Все это есть и у Горького. Когда Горький делает попытки объединить мыслью все необъятное, но рассыпающееся богатство своих наблюдений и чувств — он большей частью слаб. Приняв за объединяющее начало марксизм, Горький очень скоро как бы бесформенно расплылся и опять потерял рамки1.

Объединяющими началами у Горького являются, в сущности, отдельные эмоции человеколюбия и жалости, восхищения перед природой и разумом, иногда — негодования. Все вместе сочетается опять-таки в чувственную гамму горячего и мягкого гуманизма.

Все это верно и для Барбюса. Но Барбюс, может быть потому, что он латинянин, если не более определенен и един, чем Горький, в художественном творчестве, гораздо более крепок как человек.

На некоторые его романы последнего времени жалуются, что в них нет ни на грош коммунизма2. Но я спрашиваю себя, обязан ли художник, если он коммунист, говорить только о коммунизме, ставить повсюду инициалы своей партии, словно фабричное клеймо?

Если художник-коммунист в чем-нибудь окажется антикоммунистическим — это плохо. Но если он касается тем, в которых связь с коммунизмом слаба, даже не чувствуется, — в этом еще нет никакой беды.

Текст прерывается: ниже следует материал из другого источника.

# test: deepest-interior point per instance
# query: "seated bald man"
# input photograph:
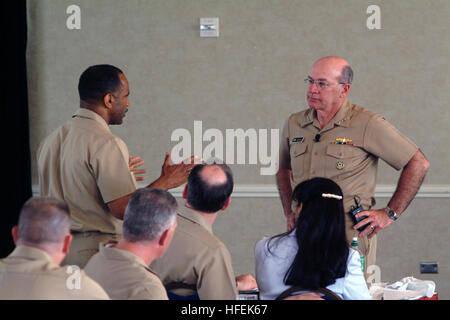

Для нашей эпохи коммунизм, конечно, занимает огромное место в человеческих переживаниях в целом, но он все же не обнимает и не хочет обнять абсолютно все человеческое. Есть переживания и проблемы важные и для коммунистов, но не совпадающие с коммунизмом, находящиеся в другой плоскости. Почти всякий художник не выносит рамок хотя бы и широчайшей системы. Если коммунистическая критика не научится ценить не только у чужих писателей, но и у своих вещи, лежащие за пределами коммунизма как системы и общественного движения, мы постоянно будем стоять перед картиной отхода писателей от нашего стана. Маркс обожал Гомера и Шекспира, Бальзака… и Дюма-отца. Он намылил голову Либкнехту за его стремление с политико-моральной точки зрения оценивать такой свободный дух, как Гейне3.